Exactly 7 years ago I wrote my first post. This blog wasn’t called NeB yet and it used pMachine, a then free blogging tool (later transformed into expression engine), rather than WordPress.

Over the years NeB survived three hardware-upgrades of ‘the Matrix’ (the webserver hosting it), more themes than I care to remember, and a couple of dramatic closure announcements…

But then we’re still here, soldiering on, still uncertain whether there’s a point to it, but grateful for tiny tokens of appreciation.

Such as this morning’s story: Chandan deemed it necessary to correct two spelling mistakes in a 2 year old Fun-math post on Weil and the Riemann hypothesis (also reposted on Neb here). Often there’s a story behind such sudden comments, and a quick check of MathOverflow revealed this answer and the comments following it.

I thank Ed Dean for linking to the Fun-post, Chandan for correcting the misspellings and Georges for the kind words. I agree with Georges that a cut&copy of a blogpost-quoted text does not require a link to that post (though it is always much appreciated). It is rewarding to see such old posts getting a second chance…

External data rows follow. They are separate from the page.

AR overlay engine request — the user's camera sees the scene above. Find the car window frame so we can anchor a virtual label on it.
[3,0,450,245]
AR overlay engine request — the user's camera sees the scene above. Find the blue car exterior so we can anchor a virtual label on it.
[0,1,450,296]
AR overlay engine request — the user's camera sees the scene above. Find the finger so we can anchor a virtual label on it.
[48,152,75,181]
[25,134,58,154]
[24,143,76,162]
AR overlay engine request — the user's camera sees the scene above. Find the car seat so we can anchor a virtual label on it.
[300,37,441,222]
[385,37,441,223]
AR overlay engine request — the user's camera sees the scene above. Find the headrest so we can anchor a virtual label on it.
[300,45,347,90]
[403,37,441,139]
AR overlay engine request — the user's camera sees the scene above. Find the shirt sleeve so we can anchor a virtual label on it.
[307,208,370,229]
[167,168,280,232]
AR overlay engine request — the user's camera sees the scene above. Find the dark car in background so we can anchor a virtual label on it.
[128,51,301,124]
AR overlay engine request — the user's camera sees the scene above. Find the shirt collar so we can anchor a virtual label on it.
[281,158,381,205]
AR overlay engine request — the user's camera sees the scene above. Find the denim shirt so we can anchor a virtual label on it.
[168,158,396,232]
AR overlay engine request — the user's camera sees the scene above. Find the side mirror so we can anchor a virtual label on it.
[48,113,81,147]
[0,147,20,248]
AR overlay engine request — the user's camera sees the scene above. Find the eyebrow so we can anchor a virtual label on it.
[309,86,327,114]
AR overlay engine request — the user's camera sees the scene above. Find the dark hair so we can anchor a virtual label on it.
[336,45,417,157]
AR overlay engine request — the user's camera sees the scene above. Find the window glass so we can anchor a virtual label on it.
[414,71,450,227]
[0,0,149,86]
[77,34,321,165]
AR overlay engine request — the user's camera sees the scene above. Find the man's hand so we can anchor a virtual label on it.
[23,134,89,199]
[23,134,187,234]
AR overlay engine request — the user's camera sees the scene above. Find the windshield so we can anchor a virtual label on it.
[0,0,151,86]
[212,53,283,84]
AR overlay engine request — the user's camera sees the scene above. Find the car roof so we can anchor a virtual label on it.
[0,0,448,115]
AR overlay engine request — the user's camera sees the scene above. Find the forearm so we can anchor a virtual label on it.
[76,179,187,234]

Above the Google Analytics graph of the visitors coming here via a mobile device (at most 5 on a good day…). Anticipating much more iPads around after tonights presents-session I’ve made NeB more accessible for iPods, iPhones, iPads and other mobile devices.

The first time you get here via your Mac-device of choice you’ll be given the option of saving NeB as an App. It has its own icon (lowest row middle, also the favicon of NeB) and flashy start-up screen.

Of course, the whole point trying to make NeB more readable for Mobile users you get an overview of the latest posts together with links to categories and tags and the number of comments. Sliding through you can read the post, optimized for the device.

I do hope you will use the two buttons at the end of each post, the first to share or save it and the second to leave a comment.

I wish you all a lot of mathematical (and other) fun in 2011 :: lieven.